OP, that's correct. Not all Ithaca M37 barrels are interchangeable, and not all barrels that are interchangeable end up with the correct head spacing. It's not how loosely the barrel turns in the receiver that creates the issue, it's how far the barrel extension extends into the receiver. After all, the barrel doesn't screw into the receiver on an M37. It slides in then turns to engage the locking threads. The bolt locks in top of the receiver in a M37, not into the barrel extension like many newer designs. Headspacing needs to be checked, especially if you are mixing and matching receivers and barrels from different years.
In fact, some newer M37 barrels won't fit some old M37 receivers at all without having the receiver milled and having an insert installed to accomodate the newer barrel's thread pattern.
I recommend you deal with the gunsmiths at Ithaca. Their service is stellar. The best I've experienced with any company or individual. I've used them several times and they will work on all years of M37, whether they made it at their factory in Upper Sandusky, or it was made at Kings Ferry or Ithaca.

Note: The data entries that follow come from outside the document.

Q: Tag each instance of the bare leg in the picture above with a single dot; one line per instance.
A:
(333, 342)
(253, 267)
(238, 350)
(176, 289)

https://ithacagun.com/factory-service/BTW, if you do have a barrel that does fit the receiver properly but turns in tightly, this is usually due to the barrel yoke split that is mounted on the magazine tube being too tight for the barrel. This is because the tighter the barrel yoke split is, the more upward pressure is exerted on the barrrel. If you try to attach another barrel with the yoke split too tight, then you are essentially attempting to put the barrel in at a slight angle. You can loosen the yoke split screw a bit and the barrel will turn in freely. Then you can adjust the yoke split after the barrel is in. There are slight variations in the outisde diameter of barrels - like when going from a slug barrel to a vent rib barrel, or from a rotoforged barrel to a newer designed where all the went rib posts are machined as one part with the barrel.
The yoke split need to be loose enough to turn the barrel in the receiver easily, but tight enough so that when you back the magazine cap out to secure the barrel, that yoke split doesn't twist on the magazine tube or allow the barrel to twist while attached to the receiver. The way to test it is to install the barrel, make sure it turns in the receiver easily, if not loosen the yoke split a little, then tighten the magazine cap to the barrel stud, then tighten the yoke split screw, but just enough to make sure the yoke split can't be grasped and twisted on the magazine tube with the barrel installed, ore the barrel twists while in the receiver and on the magazine tube. You may end up with a siutation where the barrel is a little tighter to take off than it was put put on.
The M37 is a great gun. But it has some excentricities. It's not the same as the mass produced shotguns made today. It needs to be tuned a little each time you change a barrel out.